Críticas frequentes, rejeição ou experiências negativas vividas na infância podem influenciar a forma como uma pessoa lida com erros e desafios ao longo da vida. Um novo estudo indica, porém, que essas lembranças não são necessariamente permanentes do ponto de vista emocional. Técnicas de psicoterapia baseadas em imaginação conseguiram reduzir o medo do fracasso e outras emoções negativas por até seis meses após o tratamento.
Os resultados foram publicados na revista Frontiers in Psychology por pesquisadores da Universidade SWPS e do Instituto Nencki de Biologia Experimental, na Polônia. O objetivo do estudo foi avaliar se intervenções focadas em memórias autobiográficas poderiam modificar a forma como adultos reagem emocionalmente a experiências críticas vividas durante a infância.
O ensaio clínico randomizado incluiu 180 jovens adultos, com idades entre 18 e 35 anos, que apresentavam medo do fracasso. Durante duas semanas, os voluntários participaram de quatro sessões terapêuticas voltadas para lembranças de críticas recebidas na infância.
Para isso, os participantes foram divididos em três grupos. O primeiro utilizou uma técnica de exposição por imagens, na qual revivia mentalmente situações que despertavam medo ou ansiedade.
O segundo realizou a chamada reescrita de imagens (Imagery Rescripting), estratégia em que o participante imaginava novamente a experiência dolorosa, mas alterava seu desfecho. Nesse exercício, um "defensor", como um terapeuta, surgia para interromper a crítica, confrontar quem a fazia e oferecer proteção e apoio à criança.
O terceiro grupo realizou o mesmo procedimento, mas com um intervalo de dez minutos antes da reescrita da memória, estratégia criada para potencialmente fortalecer a reconsolidação da lembrança.
Além de questionários e entrevistas, os pesquisadores monitoraram respostas fisiológicas relacionadas ao estresse. Novas avaliações foram realizadas três e seis meses depois.
Independentemente da técnica utilizada, os participantes apresentaram uma redução significativa e duradoura do medo do fracasso.Também houve diminuição de emoções como culpa, tristeza e ansiedade associadas às lembranças da infância.

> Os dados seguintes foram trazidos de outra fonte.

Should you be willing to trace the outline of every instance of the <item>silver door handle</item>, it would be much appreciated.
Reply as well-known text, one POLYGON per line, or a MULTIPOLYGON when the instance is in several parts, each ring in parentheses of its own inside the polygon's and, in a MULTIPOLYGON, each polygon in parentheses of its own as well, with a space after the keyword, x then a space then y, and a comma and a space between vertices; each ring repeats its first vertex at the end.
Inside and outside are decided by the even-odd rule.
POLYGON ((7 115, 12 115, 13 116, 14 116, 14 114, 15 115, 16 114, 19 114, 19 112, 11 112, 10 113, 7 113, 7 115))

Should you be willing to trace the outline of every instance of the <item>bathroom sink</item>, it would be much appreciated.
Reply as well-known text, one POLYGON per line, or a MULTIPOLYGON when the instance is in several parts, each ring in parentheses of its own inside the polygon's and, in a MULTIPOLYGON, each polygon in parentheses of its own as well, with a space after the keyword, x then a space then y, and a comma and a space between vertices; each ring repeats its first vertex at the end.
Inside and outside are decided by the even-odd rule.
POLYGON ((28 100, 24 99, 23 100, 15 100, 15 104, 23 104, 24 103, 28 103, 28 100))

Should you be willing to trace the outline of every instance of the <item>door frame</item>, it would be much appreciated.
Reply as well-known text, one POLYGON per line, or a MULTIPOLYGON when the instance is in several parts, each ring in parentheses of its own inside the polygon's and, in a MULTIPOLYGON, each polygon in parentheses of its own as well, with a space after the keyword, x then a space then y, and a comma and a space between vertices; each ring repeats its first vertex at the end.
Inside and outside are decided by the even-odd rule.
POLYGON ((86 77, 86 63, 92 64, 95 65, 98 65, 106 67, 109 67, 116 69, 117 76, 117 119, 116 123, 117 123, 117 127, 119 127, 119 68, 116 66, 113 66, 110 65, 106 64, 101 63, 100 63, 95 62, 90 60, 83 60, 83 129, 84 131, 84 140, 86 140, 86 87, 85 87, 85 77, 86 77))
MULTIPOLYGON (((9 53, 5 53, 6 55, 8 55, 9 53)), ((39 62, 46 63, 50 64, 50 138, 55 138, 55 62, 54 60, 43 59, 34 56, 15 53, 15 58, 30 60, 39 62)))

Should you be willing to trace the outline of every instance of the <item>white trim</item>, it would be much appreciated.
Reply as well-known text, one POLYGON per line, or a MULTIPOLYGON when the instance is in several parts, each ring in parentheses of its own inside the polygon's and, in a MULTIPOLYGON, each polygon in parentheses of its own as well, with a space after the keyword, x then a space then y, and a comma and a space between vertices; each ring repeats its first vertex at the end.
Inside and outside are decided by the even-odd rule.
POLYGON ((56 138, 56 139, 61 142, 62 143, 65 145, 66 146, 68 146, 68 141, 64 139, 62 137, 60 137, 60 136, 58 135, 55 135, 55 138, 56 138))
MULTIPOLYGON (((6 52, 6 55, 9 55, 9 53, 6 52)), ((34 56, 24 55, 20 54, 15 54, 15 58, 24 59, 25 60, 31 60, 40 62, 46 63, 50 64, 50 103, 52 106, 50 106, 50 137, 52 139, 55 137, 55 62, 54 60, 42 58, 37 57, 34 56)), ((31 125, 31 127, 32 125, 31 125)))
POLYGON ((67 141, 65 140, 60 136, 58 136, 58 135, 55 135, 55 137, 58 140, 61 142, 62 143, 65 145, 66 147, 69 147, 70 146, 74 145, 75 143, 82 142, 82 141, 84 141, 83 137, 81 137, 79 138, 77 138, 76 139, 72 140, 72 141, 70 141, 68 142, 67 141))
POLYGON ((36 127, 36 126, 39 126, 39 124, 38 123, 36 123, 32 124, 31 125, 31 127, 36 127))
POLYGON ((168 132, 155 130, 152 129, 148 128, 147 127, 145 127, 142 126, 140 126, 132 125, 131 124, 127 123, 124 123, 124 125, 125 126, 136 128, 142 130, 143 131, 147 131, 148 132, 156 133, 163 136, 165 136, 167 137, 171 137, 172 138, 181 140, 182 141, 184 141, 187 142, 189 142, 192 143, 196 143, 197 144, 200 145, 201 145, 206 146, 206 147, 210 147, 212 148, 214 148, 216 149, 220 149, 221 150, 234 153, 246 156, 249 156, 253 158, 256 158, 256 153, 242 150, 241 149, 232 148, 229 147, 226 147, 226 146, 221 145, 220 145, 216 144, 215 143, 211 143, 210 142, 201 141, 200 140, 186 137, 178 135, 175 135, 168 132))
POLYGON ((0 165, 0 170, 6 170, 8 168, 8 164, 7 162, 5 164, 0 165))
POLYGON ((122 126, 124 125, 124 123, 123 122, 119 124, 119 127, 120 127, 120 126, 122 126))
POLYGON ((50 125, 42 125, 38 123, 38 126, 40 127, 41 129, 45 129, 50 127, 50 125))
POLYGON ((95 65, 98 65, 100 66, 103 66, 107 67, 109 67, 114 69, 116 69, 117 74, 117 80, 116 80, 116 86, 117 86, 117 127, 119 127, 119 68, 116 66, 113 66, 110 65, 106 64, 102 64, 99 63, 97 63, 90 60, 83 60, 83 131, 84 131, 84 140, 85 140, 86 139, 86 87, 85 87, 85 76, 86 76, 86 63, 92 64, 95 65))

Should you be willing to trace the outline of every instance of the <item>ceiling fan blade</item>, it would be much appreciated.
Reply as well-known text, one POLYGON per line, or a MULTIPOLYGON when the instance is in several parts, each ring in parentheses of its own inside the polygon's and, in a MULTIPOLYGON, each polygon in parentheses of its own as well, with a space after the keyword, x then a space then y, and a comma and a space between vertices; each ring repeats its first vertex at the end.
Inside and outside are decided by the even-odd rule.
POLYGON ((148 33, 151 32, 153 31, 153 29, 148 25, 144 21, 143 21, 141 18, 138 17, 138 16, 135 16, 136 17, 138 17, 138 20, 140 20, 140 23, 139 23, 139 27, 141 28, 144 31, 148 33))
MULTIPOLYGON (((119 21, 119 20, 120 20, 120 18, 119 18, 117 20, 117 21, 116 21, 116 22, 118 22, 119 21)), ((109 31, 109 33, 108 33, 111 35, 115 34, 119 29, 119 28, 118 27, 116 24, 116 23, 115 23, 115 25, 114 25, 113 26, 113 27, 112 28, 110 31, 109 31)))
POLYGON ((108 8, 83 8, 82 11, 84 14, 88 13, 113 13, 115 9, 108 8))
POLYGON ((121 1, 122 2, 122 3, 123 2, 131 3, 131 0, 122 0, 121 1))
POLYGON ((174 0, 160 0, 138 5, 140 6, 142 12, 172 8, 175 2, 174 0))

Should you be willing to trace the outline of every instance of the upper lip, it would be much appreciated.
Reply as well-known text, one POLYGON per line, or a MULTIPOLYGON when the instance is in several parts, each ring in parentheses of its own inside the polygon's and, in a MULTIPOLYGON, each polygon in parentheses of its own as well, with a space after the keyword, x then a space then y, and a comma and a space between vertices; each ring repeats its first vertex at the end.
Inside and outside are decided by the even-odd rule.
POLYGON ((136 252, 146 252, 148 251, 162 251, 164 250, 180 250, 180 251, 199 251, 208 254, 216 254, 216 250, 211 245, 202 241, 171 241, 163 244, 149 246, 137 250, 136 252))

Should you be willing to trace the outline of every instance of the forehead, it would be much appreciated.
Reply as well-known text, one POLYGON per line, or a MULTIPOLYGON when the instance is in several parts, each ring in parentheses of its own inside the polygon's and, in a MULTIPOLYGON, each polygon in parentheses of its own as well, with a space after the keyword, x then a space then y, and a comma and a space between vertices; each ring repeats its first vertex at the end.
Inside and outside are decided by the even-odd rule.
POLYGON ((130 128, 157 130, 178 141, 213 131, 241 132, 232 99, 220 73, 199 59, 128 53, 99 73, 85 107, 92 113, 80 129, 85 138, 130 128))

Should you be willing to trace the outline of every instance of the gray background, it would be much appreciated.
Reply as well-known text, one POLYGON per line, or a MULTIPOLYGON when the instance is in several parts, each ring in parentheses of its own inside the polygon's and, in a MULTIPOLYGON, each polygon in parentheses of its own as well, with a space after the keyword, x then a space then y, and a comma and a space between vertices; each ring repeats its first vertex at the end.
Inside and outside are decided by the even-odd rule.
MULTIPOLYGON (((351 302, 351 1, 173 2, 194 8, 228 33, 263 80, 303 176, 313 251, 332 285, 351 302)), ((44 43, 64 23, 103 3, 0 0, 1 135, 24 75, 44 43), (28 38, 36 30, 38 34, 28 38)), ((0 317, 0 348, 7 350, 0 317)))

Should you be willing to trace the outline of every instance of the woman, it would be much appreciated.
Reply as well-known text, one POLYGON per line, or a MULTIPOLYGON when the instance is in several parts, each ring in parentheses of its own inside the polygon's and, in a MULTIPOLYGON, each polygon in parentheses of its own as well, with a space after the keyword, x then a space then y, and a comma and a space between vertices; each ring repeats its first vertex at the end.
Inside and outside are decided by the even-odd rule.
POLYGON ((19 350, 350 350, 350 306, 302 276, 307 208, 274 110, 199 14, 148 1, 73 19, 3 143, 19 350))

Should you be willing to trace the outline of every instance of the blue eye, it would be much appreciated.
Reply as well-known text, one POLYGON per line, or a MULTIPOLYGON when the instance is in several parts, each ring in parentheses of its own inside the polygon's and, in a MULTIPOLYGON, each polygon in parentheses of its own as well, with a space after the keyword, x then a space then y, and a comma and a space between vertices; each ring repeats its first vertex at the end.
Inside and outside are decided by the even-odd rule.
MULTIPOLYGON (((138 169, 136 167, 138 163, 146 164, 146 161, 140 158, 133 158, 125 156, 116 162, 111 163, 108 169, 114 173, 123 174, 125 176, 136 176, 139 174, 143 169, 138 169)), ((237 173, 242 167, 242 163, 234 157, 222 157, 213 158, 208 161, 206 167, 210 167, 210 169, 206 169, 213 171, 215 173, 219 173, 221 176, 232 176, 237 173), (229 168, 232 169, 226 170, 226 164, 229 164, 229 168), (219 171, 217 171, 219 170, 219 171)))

Os pesquisadores observaram ainda que as reações fisiológicas provocadas por essas memórias ficaram menos intensas, indicando que recordar essas experiências deixou de desencadear o mesmo nível de estresse observado antes da intervenção.
Os efeitos permaneceram presentes durante as avaliações realizadas três e seis meses após o tratamento.
Segundo os pesquisadores, a técnica de reescrita de imagens parece funcionar melhor quando cria uma situação inesperada durante a lembrança. Em vez de reviver a crítica exatamente como aconteceu, o participante imagina uma resposta diferente, marcada por acolhimento, proteção ou enfrentamento da situação.
Esse contraste entre o que o cérebro espera e o novo desfecho gera o chamado erro de previsão, mecanismo que pode tornar a memória mais flexível e favorecer a substituição de respostas emocionais antigas por novas interpretações.